Solnit's syncretistic spirituality culminates at the end of the book in a declaration of faith. She relates the story of "Turtle Man," a blind man who stops at each street corner and "just say[s] help until someone [comes] along and [helps] him across the street." Solnit implies that we too must keep moving, believe in the abundance and generosity of the world because "only the continuation of abundance makes loss sustainable, makes it natural." She doesn't make any hopeful statements about the future of our earth. Hers is an abstract vision of a world rich with possibility. According to this faith, the world will remain rich in possibility even if it goes barren and all that we love is lost.
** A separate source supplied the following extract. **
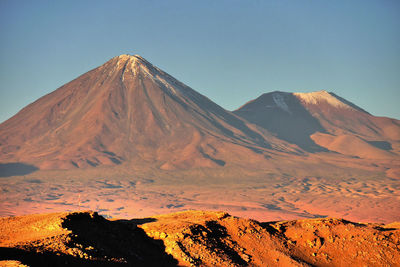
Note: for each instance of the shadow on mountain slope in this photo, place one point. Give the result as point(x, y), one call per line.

As stark and lovely as I find Solnit's creed of lostness, I have not adopted it as my own. The trouble is that I still want to be found, or to find myself, or to find a home. Maybe I'm not mature enough to accept the modern condition. I love to imagine Solnit driving around the Great Basin, out in the desert, spreading her arms, then driving on. Every summer I, too, head east from the Bay Area, over the Sierra, and into the desert. Unlike her, when I get down into the desert at Mono Lake, I stop and turn back and wander within a small radius between desert and mountain, between the Yosemite peaks and the sagebrush plains. I aspire to belong to that area.
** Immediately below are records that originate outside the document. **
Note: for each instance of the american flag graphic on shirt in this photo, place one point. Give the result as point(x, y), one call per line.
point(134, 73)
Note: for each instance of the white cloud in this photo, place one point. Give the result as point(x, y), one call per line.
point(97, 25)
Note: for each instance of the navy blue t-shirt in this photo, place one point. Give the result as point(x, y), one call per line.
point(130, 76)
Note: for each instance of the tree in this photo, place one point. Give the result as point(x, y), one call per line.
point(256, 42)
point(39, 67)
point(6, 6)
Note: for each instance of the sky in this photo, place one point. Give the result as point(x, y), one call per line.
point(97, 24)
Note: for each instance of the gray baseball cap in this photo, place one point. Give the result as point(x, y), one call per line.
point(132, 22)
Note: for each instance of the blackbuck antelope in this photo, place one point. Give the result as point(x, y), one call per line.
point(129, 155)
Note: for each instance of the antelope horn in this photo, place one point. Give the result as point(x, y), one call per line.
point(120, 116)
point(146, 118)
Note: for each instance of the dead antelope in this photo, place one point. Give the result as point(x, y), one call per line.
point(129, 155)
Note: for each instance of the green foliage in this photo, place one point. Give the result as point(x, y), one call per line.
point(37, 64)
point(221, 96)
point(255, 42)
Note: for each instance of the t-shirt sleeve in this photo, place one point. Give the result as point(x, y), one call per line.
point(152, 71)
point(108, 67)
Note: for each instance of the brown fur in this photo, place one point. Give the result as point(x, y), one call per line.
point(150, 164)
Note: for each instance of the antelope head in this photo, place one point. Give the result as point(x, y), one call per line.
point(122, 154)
I like to be lost and found at once, to walk the line between the familiar and the unfamiliar. Last summer, I set off to take a cross-country short-cut between Highway 120 just outside Yosemite and the remains of the mining town of Bennettville. I'd hiked the area for years and figured it was impossible to lose sight of the mountains on either side. I didn't bring a map. I skirted the side of a ridge past some murky glacial tarns frequented by dragonflies. The forest went on and on without a sign of the connecting trail. I hiked over the pine needles under the lodgepoles among gooseberry bushes and an abandoned firepit or two. The forest opened, and I gasped. A pale green pond appeared. Five female ducks sailed over it, absurdly large on this tiniest of lakes. I hadn't thought there could be a body of water I didn't know in this forest. I felt blessed, wondering, nervous. Right away, I loved the pond because it belonged to my land. I loved it more because it was beyond what I had imagined.
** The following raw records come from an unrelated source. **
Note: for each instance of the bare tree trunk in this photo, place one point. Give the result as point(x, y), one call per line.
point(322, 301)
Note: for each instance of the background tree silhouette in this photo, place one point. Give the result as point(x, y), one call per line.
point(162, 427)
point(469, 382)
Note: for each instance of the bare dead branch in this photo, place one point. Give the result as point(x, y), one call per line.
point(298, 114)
I think Solnit, too, dances between lostness and foundness. She notes that "nomads have fixed circuits and stable relationships to places," and her own wandering through the west is ritualized, repetitive. She doesn't need to go to Antarctica; she gets lost in an America that she is coming increasingly to know but can never fully know. Her home territory, it seems, is simply vaster and more ambitious than mine, her spirals broader. Still, in order to lose herself time after time, she has to find herself in between.